The necessary scenario described by Amoros, to break away from the masses, coincides with the Chilean experience and with the events that occurred during the social uprising. During this experience, two sets of important events took place that we would like to highlight preliminarily:

(1) The development of popular expressions of social organisation, territorial control and the development of community and territorial assemblies (Acontratiempo, 2020, pp. 29-31, 35, 41-42, 45, 49-50. 54, 59, 61). This means the creation of societies of resistance within and against neoliberal society, where processes of individual and community development took place (with the consequent development of social ethics and the values of friendship, solidarity and non-alienated freedom), as well as the rescue, preservation and transmission of memory and historical experiences to new generations, together with the restoration of underground historical consciousness and community and local values. However, it should be critically noted that these social and organisational phenomena were skilfully redirected by neoliberal politics from the demobilisation to the disorganisation of the social movement.

(2) Destruction of the logic of the totalitarian city, that is, the breakdown of the striated space organised by the capitalist state. The popular response to the neoliberal system led to the systematic interruption of the normalised development process of capitalism in the Chilean region. These actions involved blocking the movement of goods, capital and people in various regions of the country, with the occupation of motorways and the destruction of toll booths, the paralysis of the metro and transport services, among other blockades throughout the Chilean region, as well as the occupation of streets, squares and avenues in the country's main cities and ports. Constant mobilisation of the population caused disruptions and paralysed the main neoliberal routes that feed the system.

Conclusions

This exploration of Chilean neoliberalism using the categories of "spectacle," "control," and "masses" has allowed us to examine at least three major social and cultural transformations that occurred as a result of the establishment of neoliberal society and that currently act in a juxtaposed and articulated manner:

1. We have examined the transition from a neoliberal society that reproduced concentrated and block forms of spectacle during the dictatorship to diffuse and advertising forms of spectacle under the new authoritarian neoliberal democracy.

2. We examined the transition from the disciplinary neoliberal society characteristic of the dictatorship to the neoliberal society of control, with its new forms of coercion and control in the open.

3.  Finally, we point to the transition from a self-understanding of class society to an identification with mass society, and we have noted some preliminary aspects of its possibilities for transformation.

These identified historical processes form part of our characterisation of the cultural and social transformations experienced by Chilean society, and can be summarised as follows:

4.   Given the combined formula of these transformations, we can conclude that, during the development of Chilean neoliberalism, we have moved from a disciplinary capitalist class society with a concentrated form of spectacle during the Chilean civil-military dictatorship to a capitalist society of mass control with a diffuse form of spectacle under a system of authoritarian neoliberal democracy. This social and cultural mutation of Chilean society implies a series of new conditions that citizens and workers in the Chilean region must face, which we have already described in greater depth throughout this article, under our analysis of the spectacle and the new social control initiated by Chilean neoliberalism.
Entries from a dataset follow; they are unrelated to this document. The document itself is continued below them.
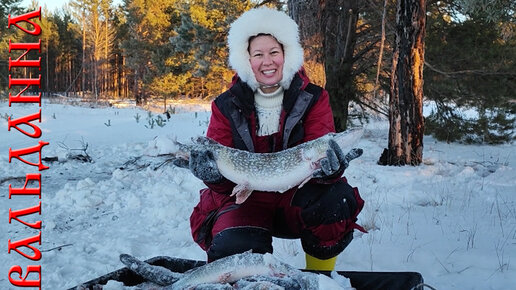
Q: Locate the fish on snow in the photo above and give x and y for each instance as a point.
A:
(245, 269)
(273, 172)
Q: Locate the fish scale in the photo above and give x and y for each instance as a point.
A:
(273, 172)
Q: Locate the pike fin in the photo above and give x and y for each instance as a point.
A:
(242, 192)
(305, 181)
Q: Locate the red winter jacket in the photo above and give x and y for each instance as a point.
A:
(306, 115)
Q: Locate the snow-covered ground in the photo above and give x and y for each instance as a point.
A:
(453, 219)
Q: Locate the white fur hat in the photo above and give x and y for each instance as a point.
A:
(268, 21)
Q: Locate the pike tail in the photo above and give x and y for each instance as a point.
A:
(349, 138)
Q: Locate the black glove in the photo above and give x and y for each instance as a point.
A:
(203, 166)
(335, 161)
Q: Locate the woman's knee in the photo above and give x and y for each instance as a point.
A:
(326, 204)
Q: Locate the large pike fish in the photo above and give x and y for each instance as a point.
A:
(274, 172)
(239, 269)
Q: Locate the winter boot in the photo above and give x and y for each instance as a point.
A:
(312, 263)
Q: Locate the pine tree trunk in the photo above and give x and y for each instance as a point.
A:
(338, 23)
(406, 96)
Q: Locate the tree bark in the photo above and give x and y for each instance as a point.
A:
(338, 24)
(406, 93)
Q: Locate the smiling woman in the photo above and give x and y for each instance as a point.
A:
(266, 57)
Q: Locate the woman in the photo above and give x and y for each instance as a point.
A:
(270, 106)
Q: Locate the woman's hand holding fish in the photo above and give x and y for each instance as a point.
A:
(335, 162)
(203, 166)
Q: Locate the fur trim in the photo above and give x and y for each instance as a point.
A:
(268, 21)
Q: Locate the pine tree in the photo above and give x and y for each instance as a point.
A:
(406, 123)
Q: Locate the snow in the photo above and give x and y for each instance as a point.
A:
(453, 218)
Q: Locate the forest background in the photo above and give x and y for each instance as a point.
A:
(155, 51)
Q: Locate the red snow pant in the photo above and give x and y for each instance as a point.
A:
(323, 216)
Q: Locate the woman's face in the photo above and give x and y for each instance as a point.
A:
(266, 57)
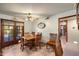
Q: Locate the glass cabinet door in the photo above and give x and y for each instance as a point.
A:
(8, 27)
(19, 30)
(8, 33)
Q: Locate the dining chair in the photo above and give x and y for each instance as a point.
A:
(38, 37)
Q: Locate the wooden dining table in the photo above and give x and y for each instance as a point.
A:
(26, 39)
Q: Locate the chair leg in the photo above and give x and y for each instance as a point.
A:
(22, 47)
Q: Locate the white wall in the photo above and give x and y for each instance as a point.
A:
(27, 26)
(51, 24)
(73, 33)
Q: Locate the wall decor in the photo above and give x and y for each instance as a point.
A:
(41, 25)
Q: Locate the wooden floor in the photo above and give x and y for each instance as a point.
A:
(16, 51)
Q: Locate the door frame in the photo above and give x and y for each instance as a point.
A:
(59, 20)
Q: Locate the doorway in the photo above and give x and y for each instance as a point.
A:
(63, 32)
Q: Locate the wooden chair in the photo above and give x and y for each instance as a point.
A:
(24, 43)
(38, 40)
(52, 41)
(56, 44)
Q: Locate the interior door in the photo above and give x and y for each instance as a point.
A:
(63, 30)
(19, 30)
(8, 34)
(0, 40)
(77, 10)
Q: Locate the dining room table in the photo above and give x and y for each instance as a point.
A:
(27, 39)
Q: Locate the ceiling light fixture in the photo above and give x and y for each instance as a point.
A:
(31, 17)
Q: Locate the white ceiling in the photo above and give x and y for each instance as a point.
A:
(43, 9)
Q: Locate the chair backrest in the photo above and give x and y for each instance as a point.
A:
(53, 36)
(38, 38)
(33, 33)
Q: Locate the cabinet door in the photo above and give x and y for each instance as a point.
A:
(19, 30)
(8, 32)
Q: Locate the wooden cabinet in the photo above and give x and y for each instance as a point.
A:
(11, 32)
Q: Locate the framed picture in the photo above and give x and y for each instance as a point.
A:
(41, 25)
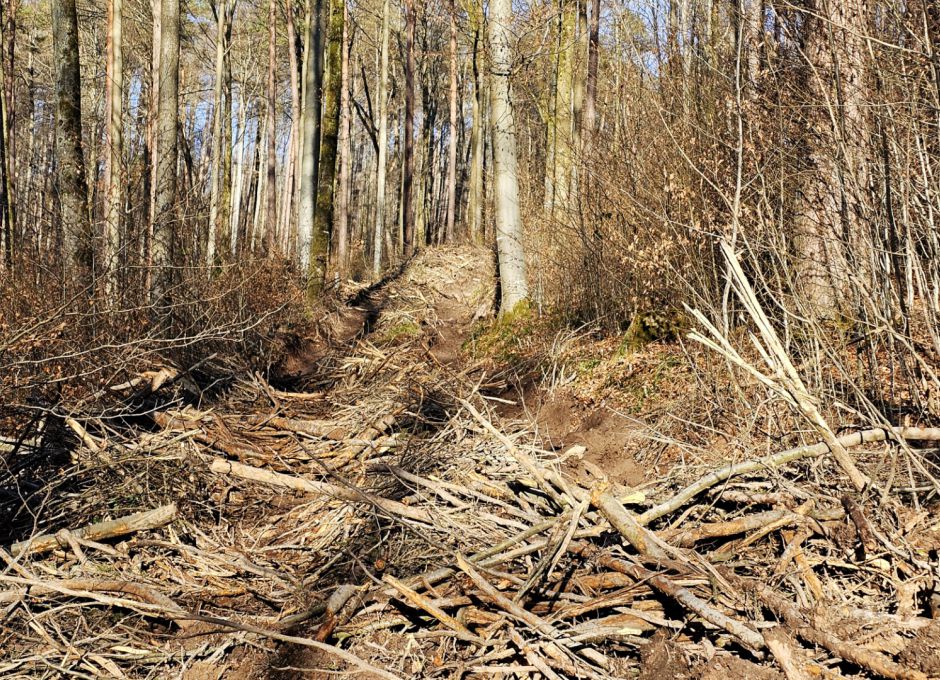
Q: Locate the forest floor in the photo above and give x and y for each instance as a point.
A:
(422, 492)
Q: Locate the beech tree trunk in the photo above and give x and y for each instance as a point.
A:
(509, 249)
(71, 185)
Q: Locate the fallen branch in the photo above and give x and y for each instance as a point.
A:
(779, 459)
(348, 493)
(139, 521)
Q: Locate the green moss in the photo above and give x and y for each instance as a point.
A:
(503, 338)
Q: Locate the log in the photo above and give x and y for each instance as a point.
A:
(348, 493)
(778, 459)
(139, 521)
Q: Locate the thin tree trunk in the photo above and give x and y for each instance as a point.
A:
(380, 170)
(512, 268)
(589, 120)
(114, 214)
(829, 226)
(238, 172)
(71, 185)
(345, 152)
(168, 156)
(452, 123)
(476, 197)
(323, 218)
(292, 177)
(154, 137)
(270, 212)
(408, 162)
(218, 120)
(313, 80)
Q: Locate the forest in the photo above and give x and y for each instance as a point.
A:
(470, 339)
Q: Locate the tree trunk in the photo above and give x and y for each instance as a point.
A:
(560, 121)
(452, 125)
(153, 139)
(309, 249)
(113, 216)
(7, 212)
(270, 212)
(830, 229)
(71, 186)
(512, 269)
(589, 120)
(292, 177)
(168, 148)
(238, 173)
(323, 218)
(218, 121)
(475, 199)
(345, 153)
(408, 158)
(380, 170)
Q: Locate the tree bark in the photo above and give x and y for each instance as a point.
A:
(168, 148)
(218, 120)
(292, 177)
(380, 170)
(452, 125)
(153, 139)
(560, 121)
(408, 158)
(311, 252)
(270, 211)
(7, 160)
(323, 217)
(71, 185)
(345, 153)
(830, 224)
(115, 195)
(589, 119)
(510, 253)
(475, 198)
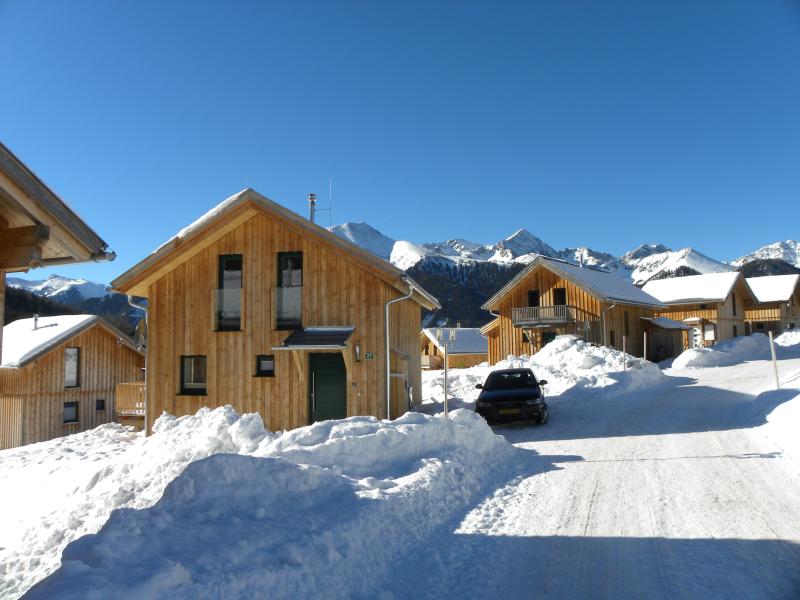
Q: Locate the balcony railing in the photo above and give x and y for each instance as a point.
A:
(543, 316)
(129, 399)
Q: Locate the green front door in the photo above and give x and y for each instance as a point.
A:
(328, 387)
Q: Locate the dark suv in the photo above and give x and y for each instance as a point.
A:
(511, 395)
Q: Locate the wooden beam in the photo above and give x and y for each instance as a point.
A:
(21, 247)
(301, 372)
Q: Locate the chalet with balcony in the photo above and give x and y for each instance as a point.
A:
(778, 304)
(466, 347)
(255, 306)
(37, 229)
(59, 375)
(552, 297)
(712, 305)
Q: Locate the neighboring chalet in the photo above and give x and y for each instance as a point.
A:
(466, 347)
(255, 306)
(713, 305)
(551, 297)
(778, 307)
(58, 376)
(37, 229)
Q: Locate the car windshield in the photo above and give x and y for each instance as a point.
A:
(505, 381)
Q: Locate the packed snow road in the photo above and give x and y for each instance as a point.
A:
(682, 493)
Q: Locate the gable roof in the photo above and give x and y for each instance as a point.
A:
(467, 340)
(231, 213)
(609, 287)
(29, 201)
(22, 344)
(774, 288)
(710, 287)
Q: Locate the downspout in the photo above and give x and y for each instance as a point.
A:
(144, 308)
(388, 349)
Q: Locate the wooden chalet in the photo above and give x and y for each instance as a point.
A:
(37, 229)
(58, 376)
(778, 304)
(712, 305)
(552, 297)
(255, 306)
(466, 347)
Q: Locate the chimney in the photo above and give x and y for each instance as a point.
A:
(312, 206)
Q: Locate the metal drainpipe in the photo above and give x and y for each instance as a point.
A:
(388, 350)
(144, 308)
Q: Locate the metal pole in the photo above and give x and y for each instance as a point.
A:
(774, 361)
(624, 357)
(644, 355)
(445, 377)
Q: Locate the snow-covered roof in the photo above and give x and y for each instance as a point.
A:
(23, 344)
(711, 287)
(607, 286)
(774, 288)
(468, 340)
(666, 323)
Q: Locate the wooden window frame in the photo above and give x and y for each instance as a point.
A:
(287, 325)
(77, 383)
(259, 372)
(72, 404)
(191, 391)
(221, 259)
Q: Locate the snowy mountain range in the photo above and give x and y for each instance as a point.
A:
(788, 251)
(646, 262)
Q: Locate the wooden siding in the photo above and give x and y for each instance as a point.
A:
(337, 290)
(507, 339)
(32, 397)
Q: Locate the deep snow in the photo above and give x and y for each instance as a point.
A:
(643, 484)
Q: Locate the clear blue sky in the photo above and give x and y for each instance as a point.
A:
(605, 124)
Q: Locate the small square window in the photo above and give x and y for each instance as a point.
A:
(193, 375)
(70, 412)
(265, 365)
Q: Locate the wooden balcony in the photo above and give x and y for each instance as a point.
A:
(129, 400)
(544, 316)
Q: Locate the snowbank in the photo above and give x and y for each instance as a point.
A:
(740, 349)
(226, 509)
(566, 363)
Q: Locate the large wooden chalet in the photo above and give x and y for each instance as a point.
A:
(255, 306)
(778, 307)
(59, 375)
(552, 297)
(713, 305)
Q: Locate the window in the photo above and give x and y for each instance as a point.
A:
(289, 291)
(265, 365)
(70, 412)
(229, 293)
(72, 364)
(193, 375)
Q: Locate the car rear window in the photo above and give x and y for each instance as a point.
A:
(504, 381)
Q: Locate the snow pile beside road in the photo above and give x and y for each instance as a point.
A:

We hope that this proposed framework for analysis can be further developed, criticised and expanded upon, if deemed necessary, and replicated and applied to other Latin American realities that have undergone similar processes of neoliberalisation, in order to achieve counterpoints and highlight the contrasts between the various historical processes in the region and their diverse evolutions in terms of the deployment or withdrawal of these recognised social and cultural factors.